When each child turns 16, they will make their own decision on whether their genomic data should remain in the system. It hasn’t yet been decided if participants can request further investigation of their genome – beyond the scope of newborn screening – at a later date, says Scott.
After the two-year sampling window closes, a cost-benefit analysis of the program will begin, developing evidence for the UK National Screening Committee which advises the government and NHS on screening policies. It’s a process that could take some time.

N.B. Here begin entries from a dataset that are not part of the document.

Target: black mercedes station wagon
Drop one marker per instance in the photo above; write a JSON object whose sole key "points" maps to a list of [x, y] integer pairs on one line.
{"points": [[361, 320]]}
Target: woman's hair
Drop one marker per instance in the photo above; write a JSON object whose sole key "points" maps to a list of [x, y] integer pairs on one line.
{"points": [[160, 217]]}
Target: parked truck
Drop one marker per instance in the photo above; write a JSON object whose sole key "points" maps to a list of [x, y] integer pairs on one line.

Chatterjee suggests an entire lifetime might be needed to measure the economic savings that would come from early diagnosis of certain diseases, citing the costs of special needs schooling for children and support for adults living with certain rare genetic conditions: “How does that balance against the technical cost of making a diagnosis and then treatment?”
“I’m quite certain that this cost-benefit equation will balance,” Chatterjee adds.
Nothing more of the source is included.